I am trying to convert a large .CSV
file into an .Xdf
file by using the rxImport()
function with the below code:
rxImport(inData = "/poc/revor/data/ext_roll36_chrg_vol.csv",
outFile = "/poc/revor/data/ext_roll36_chrg_vol.xdf",
overwrite = TRUE, rowsPerRead = 100000,
colClasses = c(SE_NO = "character",
HIER_ROLLUP_CD = "character",
CUR_MO_CT ="numeric",
CUR_MO_AM = "numeric",
AD_LINE_1_TX = "character",
AD_LINE_2_TX = "character",
SUBMIT_DT = "character",
UPDT_TS = "character"),
transforms = list(SUBMIT_DT = as.Date(SUBMIT_DT, format="%d%b%Y")))
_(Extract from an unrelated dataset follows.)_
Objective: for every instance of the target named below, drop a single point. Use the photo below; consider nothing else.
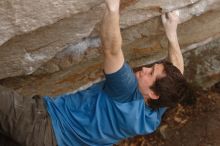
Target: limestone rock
(36, 36)
(56, 44)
But this file contains many records like:
0200001097,SS,625,236899.000,"KRAV MAGA WORLDWIDE, INC.","KRAV MAGA WORLDWIDE, INC.",01MAY2014,07JUN2014:01:08:57.000000
As you can see the columns AD_LINE_1_TX
& AD_LINE_2_TX
contain commas inside the double quotes.
I have tried using the type = "text"
argument, but then it reads the first column i.e SE_NO
as numeric
even though its type is showing as character
. This is the issue with all the numeric
fields which I want to read as a character
.
And If I transform the column using the transform
argument into character
as:
transforms = list(SE_NO = as.character(as.numeric(SE_NO)))
Then the value of SE_NO
column changes from 0200001097
to 0200001000
in the transformation from character(exponential representation) 2.000011e+08
to numeric.
So Is there any other way to suppress the comma inside the double quotes with out affecting other columns?
Please let me know in case any further information is needed on the same.